Detailed introduction of Honey treatment of Coffee beans in Finca La Providencia Manor of El Salvador

Published: 2024-09-20 Author: World Gafei
Last Updated: 2024/09/20, For the exchange of professional baristas, please follow the coffee workshop (Wechat official account cafe_style) basic information farm: Finca La Providencia (Tianyi Manor) varieties: bourbon, Kaddura processing: honey treatment altitude: 1100-1300 meters above sea level owner: Fernando Alfaro&Jose Enrique Gutierrez Origin: Takuba City area: Cordille

For professional baristas, please follow the coffee workshop (Wechat official account cafe_style)

Basic information

Farm: Finca La Providencia (Manor of providence)

Varieties: bourbon, Kaddura

Processing: honey treatment

Altitude: 1100-1300 m above sea level

Owner: Fernando Alfaro&Jose Enrique Gutierrez

Origin: Takuba City

Region: Cordillera Apaneca and Illamatepec

Overall: notes on dried berries, cherries, beehives, vanilla and milk chocolate

Finca La Providencia 100% bourbon-El Salvador

Finca La Providencia is owned by Fernando Alfaro (Fernando Alfaro) and Jose Enrique Gutierrez (Jose Enrique Gutierrez), who run the farm under the name INVERFINCA,SA de CV. Both companies are fourth-generation coffee producers in El Salvador who have accumulated a wealth of experience and extensive knowledge of the idea of producing high-quality coffee seven years ago. Fernando and Jose's main goal is to achieve high-quality coffee production while increasing production.

The farm is located in the Canton Pan Panadadura,Ahuachapan department in Tacuba. La Providencia is 1100 to 1300 meters above sea level and covers an area of 70 hectares, adjacent to the biological corridor of Parque Nacional El Imposible National Park. The wildlife in this area is diverse and the air is fresh.

The farm works with the integrated farm management system to identify soil defects and meet the unique nutritional and structural needs of the soil, starting with soil analysis. During the harvest season, the farm employs an average of 30 to 50 people to complete key tasks such as coffee pruning, trench coat trimming, lime fertilizer, herbicide and foliar fertilizer application, and control of coffee leaf rust.

The farm grows red and yellow Kaddura and red bourbon. Only the strictest quality control criteria are used to harvest coffee. Beans are selected when fully ripe and then manually sorted before being sent to the mill to remove any damaged or ripe cherries.

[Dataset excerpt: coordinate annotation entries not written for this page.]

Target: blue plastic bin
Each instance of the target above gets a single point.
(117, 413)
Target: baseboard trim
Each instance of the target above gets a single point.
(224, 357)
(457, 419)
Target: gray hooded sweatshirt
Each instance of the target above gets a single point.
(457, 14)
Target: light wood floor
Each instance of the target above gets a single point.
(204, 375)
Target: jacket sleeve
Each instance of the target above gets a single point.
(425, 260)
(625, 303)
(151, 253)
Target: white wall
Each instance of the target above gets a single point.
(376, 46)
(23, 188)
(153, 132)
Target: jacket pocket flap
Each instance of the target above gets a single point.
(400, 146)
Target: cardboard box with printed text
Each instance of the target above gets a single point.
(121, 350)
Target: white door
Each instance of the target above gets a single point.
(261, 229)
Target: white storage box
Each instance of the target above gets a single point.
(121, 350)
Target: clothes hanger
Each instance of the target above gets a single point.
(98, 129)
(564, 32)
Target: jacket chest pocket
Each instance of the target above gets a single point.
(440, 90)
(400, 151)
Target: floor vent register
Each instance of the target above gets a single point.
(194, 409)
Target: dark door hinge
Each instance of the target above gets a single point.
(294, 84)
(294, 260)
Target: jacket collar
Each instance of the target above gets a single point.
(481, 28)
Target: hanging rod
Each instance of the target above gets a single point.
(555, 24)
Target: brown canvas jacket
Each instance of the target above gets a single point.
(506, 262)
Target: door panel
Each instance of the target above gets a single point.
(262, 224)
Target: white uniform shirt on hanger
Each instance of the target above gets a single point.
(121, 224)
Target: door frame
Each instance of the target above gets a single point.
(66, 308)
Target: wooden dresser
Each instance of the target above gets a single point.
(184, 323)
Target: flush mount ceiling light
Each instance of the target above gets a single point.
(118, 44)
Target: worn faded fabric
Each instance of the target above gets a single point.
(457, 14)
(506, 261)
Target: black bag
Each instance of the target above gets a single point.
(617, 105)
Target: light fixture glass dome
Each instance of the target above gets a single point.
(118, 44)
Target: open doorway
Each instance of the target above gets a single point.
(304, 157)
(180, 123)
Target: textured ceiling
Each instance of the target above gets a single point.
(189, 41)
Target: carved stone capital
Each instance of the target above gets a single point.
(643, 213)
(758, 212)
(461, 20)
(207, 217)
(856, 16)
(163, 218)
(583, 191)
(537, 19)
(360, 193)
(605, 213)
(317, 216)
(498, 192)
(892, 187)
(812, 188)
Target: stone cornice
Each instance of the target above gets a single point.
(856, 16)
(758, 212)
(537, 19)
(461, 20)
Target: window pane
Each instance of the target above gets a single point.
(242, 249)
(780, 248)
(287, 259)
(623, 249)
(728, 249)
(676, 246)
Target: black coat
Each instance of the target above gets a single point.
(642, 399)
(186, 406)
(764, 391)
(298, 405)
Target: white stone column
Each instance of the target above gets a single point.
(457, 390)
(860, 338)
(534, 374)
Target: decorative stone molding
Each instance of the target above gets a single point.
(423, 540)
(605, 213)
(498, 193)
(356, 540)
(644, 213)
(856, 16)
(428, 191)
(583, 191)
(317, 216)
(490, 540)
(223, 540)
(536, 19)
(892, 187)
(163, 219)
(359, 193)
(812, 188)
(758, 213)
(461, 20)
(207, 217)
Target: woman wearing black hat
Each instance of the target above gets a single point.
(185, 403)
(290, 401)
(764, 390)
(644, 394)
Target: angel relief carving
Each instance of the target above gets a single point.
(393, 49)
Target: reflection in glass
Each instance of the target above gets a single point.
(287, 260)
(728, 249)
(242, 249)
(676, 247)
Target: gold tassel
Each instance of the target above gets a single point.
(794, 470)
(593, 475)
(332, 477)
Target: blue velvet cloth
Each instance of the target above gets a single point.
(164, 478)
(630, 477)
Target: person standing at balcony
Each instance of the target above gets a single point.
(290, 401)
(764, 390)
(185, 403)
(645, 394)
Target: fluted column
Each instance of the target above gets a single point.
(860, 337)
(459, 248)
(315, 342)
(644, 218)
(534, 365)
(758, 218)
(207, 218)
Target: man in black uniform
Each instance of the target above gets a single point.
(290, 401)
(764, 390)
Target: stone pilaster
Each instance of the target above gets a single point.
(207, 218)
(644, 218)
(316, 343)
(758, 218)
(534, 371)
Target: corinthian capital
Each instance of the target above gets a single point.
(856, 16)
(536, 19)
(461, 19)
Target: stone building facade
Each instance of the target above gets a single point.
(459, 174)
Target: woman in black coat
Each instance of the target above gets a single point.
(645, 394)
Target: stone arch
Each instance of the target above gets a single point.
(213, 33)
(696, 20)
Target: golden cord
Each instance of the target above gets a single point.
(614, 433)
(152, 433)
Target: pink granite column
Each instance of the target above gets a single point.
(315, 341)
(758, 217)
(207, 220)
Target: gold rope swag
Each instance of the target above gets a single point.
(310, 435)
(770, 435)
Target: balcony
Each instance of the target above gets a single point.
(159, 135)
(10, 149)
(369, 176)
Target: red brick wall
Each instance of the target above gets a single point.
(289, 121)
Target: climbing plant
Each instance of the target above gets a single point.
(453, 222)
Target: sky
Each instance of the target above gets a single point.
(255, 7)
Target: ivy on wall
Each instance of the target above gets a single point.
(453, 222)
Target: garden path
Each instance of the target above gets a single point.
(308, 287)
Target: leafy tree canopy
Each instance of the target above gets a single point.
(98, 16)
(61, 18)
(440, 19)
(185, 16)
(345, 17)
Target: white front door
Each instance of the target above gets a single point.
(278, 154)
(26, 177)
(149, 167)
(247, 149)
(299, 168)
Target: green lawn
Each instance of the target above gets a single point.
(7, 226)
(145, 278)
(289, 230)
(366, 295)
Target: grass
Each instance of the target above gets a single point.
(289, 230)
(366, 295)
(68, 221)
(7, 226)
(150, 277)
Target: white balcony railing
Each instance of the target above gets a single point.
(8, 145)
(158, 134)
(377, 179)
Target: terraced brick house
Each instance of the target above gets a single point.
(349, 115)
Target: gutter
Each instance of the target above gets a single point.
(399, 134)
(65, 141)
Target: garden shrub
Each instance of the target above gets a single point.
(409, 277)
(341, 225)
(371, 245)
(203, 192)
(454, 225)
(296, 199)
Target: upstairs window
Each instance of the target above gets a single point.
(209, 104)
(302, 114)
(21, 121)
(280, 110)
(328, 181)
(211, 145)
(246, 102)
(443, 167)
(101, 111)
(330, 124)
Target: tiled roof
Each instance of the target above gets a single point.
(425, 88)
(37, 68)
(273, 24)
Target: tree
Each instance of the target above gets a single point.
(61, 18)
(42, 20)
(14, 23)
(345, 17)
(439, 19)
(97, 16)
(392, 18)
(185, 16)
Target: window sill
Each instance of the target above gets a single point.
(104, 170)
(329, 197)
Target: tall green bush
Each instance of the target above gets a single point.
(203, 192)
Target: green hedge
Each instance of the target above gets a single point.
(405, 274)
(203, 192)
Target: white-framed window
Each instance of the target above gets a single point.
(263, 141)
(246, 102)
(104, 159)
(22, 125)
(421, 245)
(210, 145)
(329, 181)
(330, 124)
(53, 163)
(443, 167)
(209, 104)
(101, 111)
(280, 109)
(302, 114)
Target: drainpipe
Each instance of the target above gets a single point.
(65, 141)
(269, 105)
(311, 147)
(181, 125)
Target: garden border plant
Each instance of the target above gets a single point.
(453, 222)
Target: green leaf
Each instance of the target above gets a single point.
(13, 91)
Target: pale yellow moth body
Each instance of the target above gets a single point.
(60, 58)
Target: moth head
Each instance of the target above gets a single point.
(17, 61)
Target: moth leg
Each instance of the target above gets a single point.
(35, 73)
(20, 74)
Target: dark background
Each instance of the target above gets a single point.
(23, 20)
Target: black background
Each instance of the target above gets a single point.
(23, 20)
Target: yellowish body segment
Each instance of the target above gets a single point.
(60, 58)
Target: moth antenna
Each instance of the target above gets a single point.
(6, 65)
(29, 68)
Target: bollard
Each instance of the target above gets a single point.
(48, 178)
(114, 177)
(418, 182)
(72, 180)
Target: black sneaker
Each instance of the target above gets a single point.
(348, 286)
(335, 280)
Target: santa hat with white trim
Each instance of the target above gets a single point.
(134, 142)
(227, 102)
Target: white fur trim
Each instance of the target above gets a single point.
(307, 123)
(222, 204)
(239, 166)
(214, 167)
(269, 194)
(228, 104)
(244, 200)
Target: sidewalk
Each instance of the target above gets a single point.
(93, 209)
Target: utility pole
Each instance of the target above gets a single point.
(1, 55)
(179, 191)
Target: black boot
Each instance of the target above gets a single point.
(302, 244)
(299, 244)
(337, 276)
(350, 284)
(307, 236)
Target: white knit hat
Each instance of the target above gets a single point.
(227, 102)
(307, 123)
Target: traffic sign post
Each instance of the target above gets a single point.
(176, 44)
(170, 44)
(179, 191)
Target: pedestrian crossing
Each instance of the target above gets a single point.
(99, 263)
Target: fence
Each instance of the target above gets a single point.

La Providencia has its own wet mill equipment with two pulpers. The coffee has been processed with honey treatment (half-washed), dried in Parijuelas (lift bed) immediately after pulping and constantly flipped to ensure dryness and prevent excessive fermentation. Parijuelas is a wooden bed, like an African bed, with a raised mesh structure on the ground. After a few days of pre-drying in parijuelas, then finish the coffee in the clay courtyard. The drying time is about twelve days.

After drying, the coffee is transported on parchment to Beneficio El Carmen, where the Agricola San Augustin is ready to export coffee after 45 days of drying.